Released in time for Father's Day, Neil Warnock has released a book entitled The Gaffer: The Trials and Tribulations of a Football Manager.
The book which can be considered Warnock's first public statement since he departed Leeds United is a look back on his career throughout football via the big moments of his career from guiding Sheffield United to the Premier League, to the fall-out of being relegated and the ensuing Carlos Tevez saga which ultimately cost him his job.
Focusing primarily on the time at his QPR and the money involved with the club, Warnock is keen to stress he holds no ill will towards the owners who sacked him but would be more inclined to focus on the privilege in guiding the club from near relegation the previous season to table toppers helped by such talent as Adel Taarabt, Heidar Helguson and Jamie Mackie.
Warnock's tone throughout the book (helped by Glenn Moore of the Independent; for whom Warnock wrote a weekly column which was as entertaining as this title) is one of eternal optimism, you get the sense that Warnock loves doing the job he does, and for every job he loses due to poor form or new owners, he is reflective on the job he has done has been to the best of his abilities.

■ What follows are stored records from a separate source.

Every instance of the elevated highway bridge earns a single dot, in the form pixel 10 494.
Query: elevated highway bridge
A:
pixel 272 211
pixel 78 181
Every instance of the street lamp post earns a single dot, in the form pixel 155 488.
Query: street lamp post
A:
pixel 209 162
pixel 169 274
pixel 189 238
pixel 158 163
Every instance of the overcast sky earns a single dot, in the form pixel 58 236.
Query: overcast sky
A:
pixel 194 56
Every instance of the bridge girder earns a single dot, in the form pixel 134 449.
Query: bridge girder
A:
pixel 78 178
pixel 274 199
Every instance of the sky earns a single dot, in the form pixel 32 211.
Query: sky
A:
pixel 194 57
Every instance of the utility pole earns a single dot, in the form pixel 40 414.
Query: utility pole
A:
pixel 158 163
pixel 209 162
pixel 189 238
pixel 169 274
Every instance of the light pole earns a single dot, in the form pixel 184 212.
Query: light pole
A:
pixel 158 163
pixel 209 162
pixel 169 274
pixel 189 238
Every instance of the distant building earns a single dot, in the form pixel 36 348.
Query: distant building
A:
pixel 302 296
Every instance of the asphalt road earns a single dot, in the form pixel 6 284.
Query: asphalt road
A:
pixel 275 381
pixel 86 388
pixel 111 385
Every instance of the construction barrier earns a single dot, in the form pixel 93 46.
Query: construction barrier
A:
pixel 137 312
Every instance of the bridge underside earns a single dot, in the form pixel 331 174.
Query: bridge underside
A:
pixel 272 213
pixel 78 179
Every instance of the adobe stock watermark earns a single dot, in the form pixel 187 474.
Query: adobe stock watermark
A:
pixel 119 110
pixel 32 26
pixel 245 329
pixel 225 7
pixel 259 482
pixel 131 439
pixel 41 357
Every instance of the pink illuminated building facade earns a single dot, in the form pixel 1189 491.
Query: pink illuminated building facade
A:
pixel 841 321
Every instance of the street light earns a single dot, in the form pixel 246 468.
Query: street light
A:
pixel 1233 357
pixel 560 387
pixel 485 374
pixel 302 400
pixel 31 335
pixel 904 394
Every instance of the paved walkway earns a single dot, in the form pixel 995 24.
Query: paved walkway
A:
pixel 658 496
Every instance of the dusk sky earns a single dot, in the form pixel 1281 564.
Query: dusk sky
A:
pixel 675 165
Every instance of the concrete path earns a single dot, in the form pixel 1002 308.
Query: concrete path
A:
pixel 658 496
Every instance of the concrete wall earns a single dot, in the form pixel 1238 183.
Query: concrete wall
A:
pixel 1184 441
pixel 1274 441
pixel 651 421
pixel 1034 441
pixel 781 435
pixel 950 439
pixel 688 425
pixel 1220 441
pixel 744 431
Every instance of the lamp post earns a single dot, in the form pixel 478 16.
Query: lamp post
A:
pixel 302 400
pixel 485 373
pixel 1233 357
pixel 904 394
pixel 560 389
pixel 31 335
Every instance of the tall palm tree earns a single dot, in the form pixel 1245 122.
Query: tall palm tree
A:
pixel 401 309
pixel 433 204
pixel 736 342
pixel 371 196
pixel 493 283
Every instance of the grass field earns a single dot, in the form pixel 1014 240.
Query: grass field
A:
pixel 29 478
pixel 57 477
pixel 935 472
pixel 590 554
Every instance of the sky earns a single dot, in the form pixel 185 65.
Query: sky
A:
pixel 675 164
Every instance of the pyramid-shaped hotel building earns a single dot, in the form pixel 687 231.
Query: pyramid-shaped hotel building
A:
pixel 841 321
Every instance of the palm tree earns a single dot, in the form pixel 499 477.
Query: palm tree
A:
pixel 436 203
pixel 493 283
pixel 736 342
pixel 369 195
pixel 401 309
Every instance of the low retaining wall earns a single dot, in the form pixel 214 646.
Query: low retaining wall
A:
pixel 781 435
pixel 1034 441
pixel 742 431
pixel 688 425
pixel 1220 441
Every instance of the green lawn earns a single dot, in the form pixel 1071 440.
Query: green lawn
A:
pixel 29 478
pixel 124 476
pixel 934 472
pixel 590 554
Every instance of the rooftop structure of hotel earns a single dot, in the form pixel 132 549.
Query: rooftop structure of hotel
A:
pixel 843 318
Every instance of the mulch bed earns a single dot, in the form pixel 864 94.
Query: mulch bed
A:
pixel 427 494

Warnock comes from the same school as Harry Redknapp - not the greatest of players during the playing career but a man who has a keen observation of tactical formation and man-management. Warnock mentions how he used speed of his youth team at Crystal Palace to good effect prompting the promotion of John Bostock and Nathaniel Clyne amongst others to the senior side; Warnock set the framework by which Palace continue with Wilfred Zaha at the forefront of Palace's promotion season. Warnock's belief was that these youngsters need to play games before moving on to bigger clubs, where they will stagnate and plateau - a telling remark in light of England U21s disastrous European tournament.
This may be a view of one man on his life in football, and at times like most biographies it can be self-congratulatory yet Warnock's joie de vivre for life and football does come across mostly; his numerous famous interviews made him appear to be a man you would like to sit down with for a pint. This book does not disappoint in that respect, and his chapter on refereeing standards is both enlightening and eye-opening.
The Gaffer is a perfect gift for Father's Day, for a no-nonsense account of life as a somewhat scapegoat in a business first approach to football.
The Gaffer is out now from Headline Publishers at £16.99 and is also available as an e-book.